Uncategorized

Brown's International Writers Project Fellowship seeks support of its own

Originally Published: February 18, 2011

The Brown Daily News reports that thanks to two major gifts this month, Brown's Literary Arts Program and The Thomas J. Watson Institute for International Studies will be able to continue to fund their International Writers Project Fellowship—but only for the next two years. Visiting professor of literary arts Robert Coover has made it a goal to fund an endowment for the fellowship, something it's never had in its 20 year history. Until the recent funding arrived, Coover states that they weren't even sure they'd be able to the fellowship this February.

The fellowship was designed to bring writers facing persecution in their home countries to Brown and provide a protected environment to produce work that would otherwise face censorship and put its authors at risk. "It provides health benefits, a stipend and living expenses for the fellow and the fellow's family.
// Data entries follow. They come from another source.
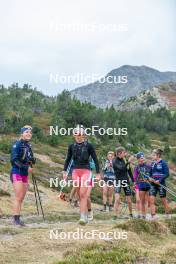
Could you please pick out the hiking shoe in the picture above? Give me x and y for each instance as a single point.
(168, 216)
(19, 223)
(154, 217)
(83, 219)
(104, 208)
(90, 215)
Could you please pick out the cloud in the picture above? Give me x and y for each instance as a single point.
(34, 44)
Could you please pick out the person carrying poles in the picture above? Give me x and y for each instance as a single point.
(21, 158)
(81, 151)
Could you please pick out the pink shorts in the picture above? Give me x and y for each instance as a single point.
(18, 177)
(82, 178)
(137, 187)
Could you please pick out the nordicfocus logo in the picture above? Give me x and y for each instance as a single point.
(56, 183)
(81, 78)
(89, 131)
(80, 234)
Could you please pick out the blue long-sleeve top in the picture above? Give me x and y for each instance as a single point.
(21, 155)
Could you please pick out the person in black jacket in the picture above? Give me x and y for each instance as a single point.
(122, 172)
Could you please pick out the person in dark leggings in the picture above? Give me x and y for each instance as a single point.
(108, 177)
(159, 173)
(122, 171)
(81, 151)
(141, 171)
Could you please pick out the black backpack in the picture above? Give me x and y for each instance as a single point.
(80, 152)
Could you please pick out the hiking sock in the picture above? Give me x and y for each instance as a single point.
(104, 207)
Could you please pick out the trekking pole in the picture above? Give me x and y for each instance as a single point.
(38, 195)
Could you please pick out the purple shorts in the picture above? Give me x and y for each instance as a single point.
(18, 177)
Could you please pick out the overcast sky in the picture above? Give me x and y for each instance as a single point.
(35, 45)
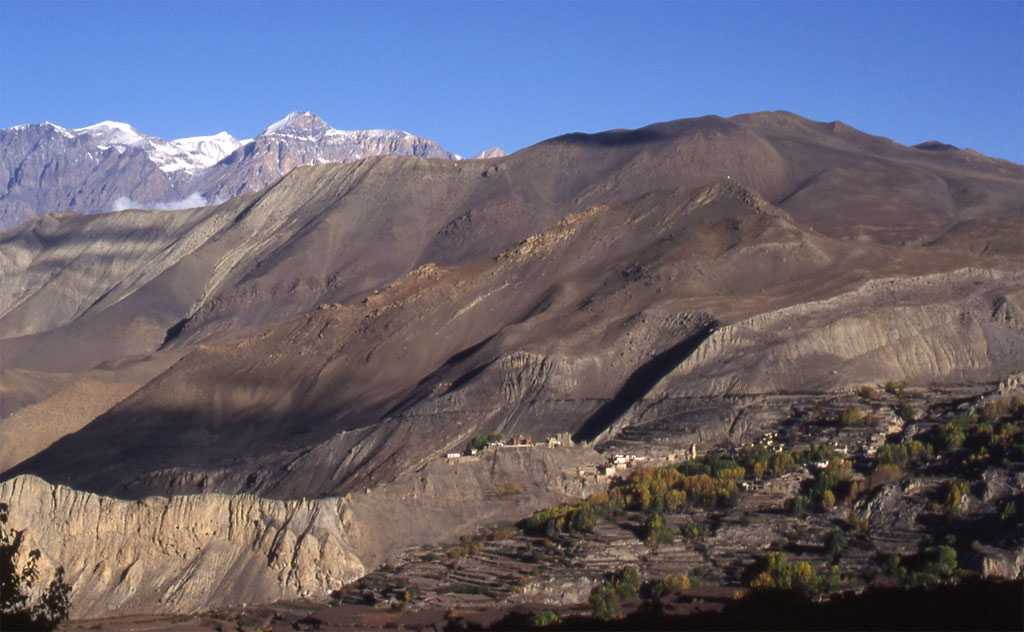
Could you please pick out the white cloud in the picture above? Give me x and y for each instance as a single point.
(193, 201)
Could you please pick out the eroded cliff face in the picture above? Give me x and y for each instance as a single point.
(185, 552)
(189, 553)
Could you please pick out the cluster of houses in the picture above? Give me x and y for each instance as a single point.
(619, 465)
(519, 440)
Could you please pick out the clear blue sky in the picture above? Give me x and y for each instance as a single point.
(475, 75)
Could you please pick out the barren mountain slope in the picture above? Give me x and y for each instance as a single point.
(565, 332)
(336, 334)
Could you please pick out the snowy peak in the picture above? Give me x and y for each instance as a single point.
(112, 133)
(492, 153)
(193, 154)
(298, 124)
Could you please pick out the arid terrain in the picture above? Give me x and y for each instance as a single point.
(436, 392)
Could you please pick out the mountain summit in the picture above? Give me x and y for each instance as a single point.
(112, 165)
(303, 124)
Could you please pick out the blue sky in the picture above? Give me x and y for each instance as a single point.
(510, 74)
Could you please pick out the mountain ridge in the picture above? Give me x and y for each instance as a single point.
(112, 166)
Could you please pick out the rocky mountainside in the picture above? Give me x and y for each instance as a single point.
(113, 166)
(341, 331)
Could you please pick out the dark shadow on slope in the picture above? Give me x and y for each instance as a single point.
(640, 383)
(423, 388)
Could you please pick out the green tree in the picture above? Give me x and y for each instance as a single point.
(16, 612)
(655, 532)
(545, 619)
(836, 544)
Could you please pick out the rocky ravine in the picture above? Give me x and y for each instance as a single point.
(188, 553)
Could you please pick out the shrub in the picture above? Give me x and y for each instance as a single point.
(867, 392)
(604, 603)
(605, 598)
(693, 531)
(668, 585)
(655, 532)
(994, 410)
(836, 544)
(827, 500)
(545, 619)
(778, 574)
(797, 505)
(895, 388)
(15, 585)
(852, 415)
(885, 473)
(955, 492)
(628, 583)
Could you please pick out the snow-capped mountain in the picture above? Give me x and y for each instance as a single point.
(111, 165)
(492, 153)
(187, 155)
(304, 138)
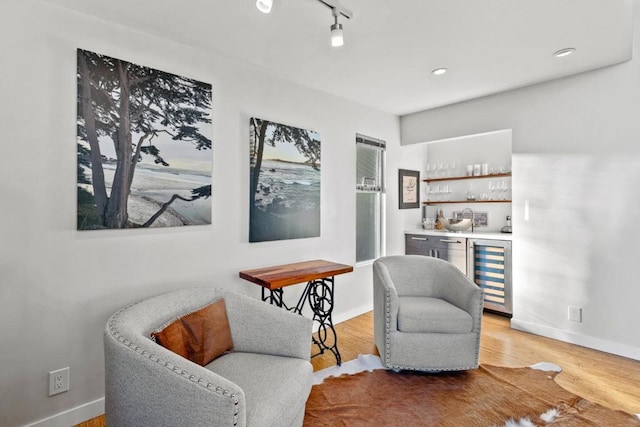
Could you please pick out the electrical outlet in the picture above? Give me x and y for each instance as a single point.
(58, 381)
(575, 314)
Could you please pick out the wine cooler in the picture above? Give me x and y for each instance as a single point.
(489, 266)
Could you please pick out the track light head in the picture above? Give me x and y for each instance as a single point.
(337, 36)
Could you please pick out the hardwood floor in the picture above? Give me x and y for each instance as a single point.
(603, 378)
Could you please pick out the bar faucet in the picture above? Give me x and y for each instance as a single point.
(473, 218)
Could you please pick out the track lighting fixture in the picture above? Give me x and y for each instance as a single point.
(264, 6)
(337, 37)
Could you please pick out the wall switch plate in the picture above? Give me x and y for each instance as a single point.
(58, 381)
(575, 314)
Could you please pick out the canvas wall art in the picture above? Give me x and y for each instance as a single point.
(408, 189)
(144, 146)
(284, 182)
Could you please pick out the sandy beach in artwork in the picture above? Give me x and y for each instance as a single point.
(153, 186)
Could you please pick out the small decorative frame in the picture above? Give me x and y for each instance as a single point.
(408, 189)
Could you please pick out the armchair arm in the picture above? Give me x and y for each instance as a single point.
(385, 307)
(258, 327)
(144, 379)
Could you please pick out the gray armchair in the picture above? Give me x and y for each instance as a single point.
(427, 314)
(265, 381)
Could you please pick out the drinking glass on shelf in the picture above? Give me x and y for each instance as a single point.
(503, 189)
(434, 190)
(445, 193)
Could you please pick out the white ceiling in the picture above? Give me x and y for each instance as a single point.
(489, 46)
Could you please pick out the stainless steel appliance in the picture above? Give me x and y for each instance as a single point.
(452, 249)
(489, 266)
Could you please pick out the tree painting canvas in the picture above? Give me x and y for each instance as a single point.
(144, 147)
(284, 182)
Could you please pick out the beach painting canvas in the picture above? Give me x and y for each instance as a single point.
(144, 148)
(284, 182)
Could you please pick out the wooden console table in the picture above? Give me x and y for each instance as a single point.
(319, 275)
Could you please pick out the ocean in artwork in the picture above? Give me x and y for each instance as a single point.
(285, 182)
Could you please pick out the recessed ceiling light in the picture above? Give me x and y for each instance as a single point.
(564, 52)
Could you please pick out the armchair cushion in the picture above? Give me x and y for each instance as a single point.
(200, 336)
(432, 315)
(268, 382)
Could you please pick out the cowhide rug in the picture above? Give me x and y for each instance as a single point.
(365, 395)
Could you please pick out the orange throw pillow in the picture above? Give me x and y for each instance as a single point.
(200, 336)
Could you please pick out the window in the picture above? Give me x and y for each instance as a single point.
(369, 198)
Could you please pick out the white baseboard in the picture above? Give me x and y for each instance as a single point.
(72, 416)
(578, 339)
(93, 409)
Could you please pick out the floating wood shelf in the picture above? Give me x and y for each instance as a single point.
(465, 201)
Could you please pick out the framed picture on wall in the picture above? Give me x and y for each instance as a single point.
(408, 189)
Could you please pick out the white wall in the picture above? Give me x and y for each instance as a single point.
(576, 169)
(59, 285)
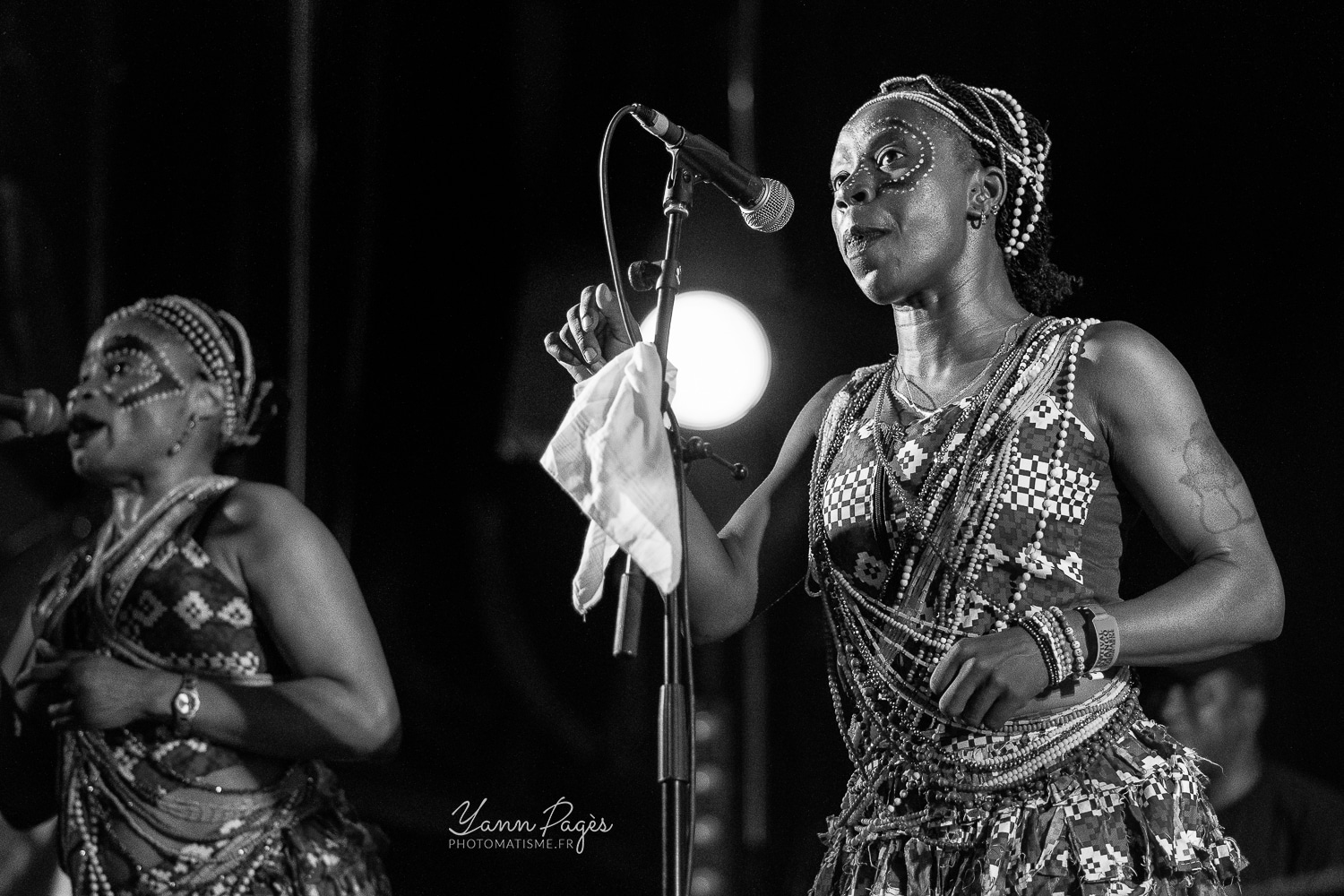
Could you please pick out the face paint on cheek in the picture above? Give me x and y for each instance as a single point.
(916, 160)
(145, 374)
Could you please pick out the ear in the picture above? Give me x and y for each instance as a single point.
(204, 400)
(988, 191)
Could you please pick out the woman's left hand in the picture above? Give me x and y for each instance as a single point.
(984, 681)
(86, 689)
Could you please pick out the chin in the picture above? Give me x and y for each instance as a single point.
(96, 469)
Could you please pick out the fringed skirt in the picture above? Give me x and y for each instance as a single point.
(1134, 820)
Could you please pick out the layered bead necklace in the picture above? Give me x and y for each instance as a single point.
(884, 648)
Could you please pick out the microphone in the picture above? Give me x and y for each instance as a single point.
(38, 413)
(766, 204)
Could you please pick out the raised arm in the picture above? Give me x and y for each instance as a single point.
(725, 565)
(1166, 452)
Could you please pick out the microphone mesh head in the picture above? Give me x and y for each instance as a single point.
(773, 211)
(43, 414)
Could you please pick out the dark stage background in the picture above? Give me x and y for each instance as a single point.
(147, 148)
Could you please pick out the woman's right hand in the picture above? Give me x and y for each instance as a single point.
(591, 335)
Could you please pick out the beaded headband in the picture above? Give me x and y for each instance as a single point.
(228, 362)
(1016, 152)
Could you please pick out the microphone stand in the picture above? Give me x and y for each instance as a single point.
(676, 696)
(676, 745)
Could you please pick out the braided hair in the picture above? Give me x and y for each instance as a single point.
(220, 346)
(995, 131)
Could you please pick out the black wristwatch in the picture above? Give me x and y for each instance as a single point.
(185, 702)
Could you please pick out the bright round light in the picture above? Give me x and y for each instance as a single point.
(722, 359)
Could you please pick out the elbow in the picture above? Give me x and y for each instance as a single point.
(1266, 616)
(379, 735)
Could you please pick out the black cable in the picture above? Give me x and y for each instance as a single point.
(626, 319)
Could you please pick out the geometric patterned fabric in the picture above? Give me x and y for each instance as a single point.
(1134, 820)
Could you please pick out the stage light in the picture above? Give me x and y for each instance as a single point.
(722, 358)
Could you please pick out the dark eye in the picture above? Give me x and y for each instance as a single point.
(890, 156)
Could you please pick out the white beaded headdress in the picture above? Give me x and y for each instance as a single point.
(226, 358)
(1015, 151)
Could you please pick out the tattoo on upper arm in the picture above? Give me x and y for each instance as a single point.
(1223, 501)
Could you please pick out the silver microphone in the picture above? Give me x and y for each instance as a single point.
(766, 204)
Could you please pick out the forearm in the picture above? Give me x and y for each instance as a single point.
(312, 718)
(722, 582)
(1217, 606)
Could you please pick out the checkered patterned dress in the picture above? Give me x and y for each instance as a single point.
(140, 794)
(1091, 799)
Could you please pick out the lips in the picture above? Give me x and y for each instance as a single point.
(857, 238)
(82, 427)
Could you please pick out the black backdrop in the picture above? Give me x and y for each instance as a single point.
(142, 151)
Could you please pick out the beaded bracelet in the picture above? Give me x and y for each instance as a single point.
(1072, 641)
(1037, 622)
(1102, 637)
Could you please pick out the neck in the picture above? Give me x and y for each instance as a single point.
(938, 332)
(134, 495)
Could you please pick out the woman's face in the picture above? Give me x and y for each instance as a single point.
(900, 201)
(131, 403)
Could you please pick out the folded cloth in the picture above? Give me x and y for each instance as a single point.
(613, 457)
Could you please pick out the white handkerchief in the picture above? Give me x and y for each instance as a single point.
(613, 457)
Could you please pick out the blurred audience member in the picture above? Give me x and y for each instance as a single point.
(1289, 825)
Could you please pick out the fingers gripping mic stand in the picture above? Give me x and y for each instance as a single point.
(676, 699)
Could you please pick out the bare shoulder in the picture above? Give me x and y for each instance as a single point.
(1125, 366)
(1118, 346)
(263, 512)
(820, 402)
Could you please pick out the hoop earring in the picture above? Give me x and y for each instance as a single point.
(177, 446)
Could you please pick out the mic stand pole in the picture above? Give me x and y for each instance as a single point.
(676, 697)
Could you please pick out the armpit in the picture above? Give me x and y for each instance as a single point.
(1210, 473)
That figure also includes funds to remove the fellow from his or her country of origin and, if necessary, from prison." The current fellow, Kho Tararith, discusses the opportunities the program has provided him, as well as why authors like himself must go abroad to seek safety: "When we are inside, we don't have connections abroad." Through the IWP fellowship, Tararith has been able to reach more of his countrymen than if he had stayed in Cambodia.

"I have an office to write, send my writings to my students in Cambodia, write for the blogs and media for people to read them," said Kho Tararith, this year's fellow. Tararith is a Cambodian poet, writer, publisher and educator whose writings and promotion of human rights and democracy in Cambodia had attracted death threats and verbal attacks at home. He also helped to found PEN-Cambodia, an international organization that promotes freedom of expression and condemns censorship.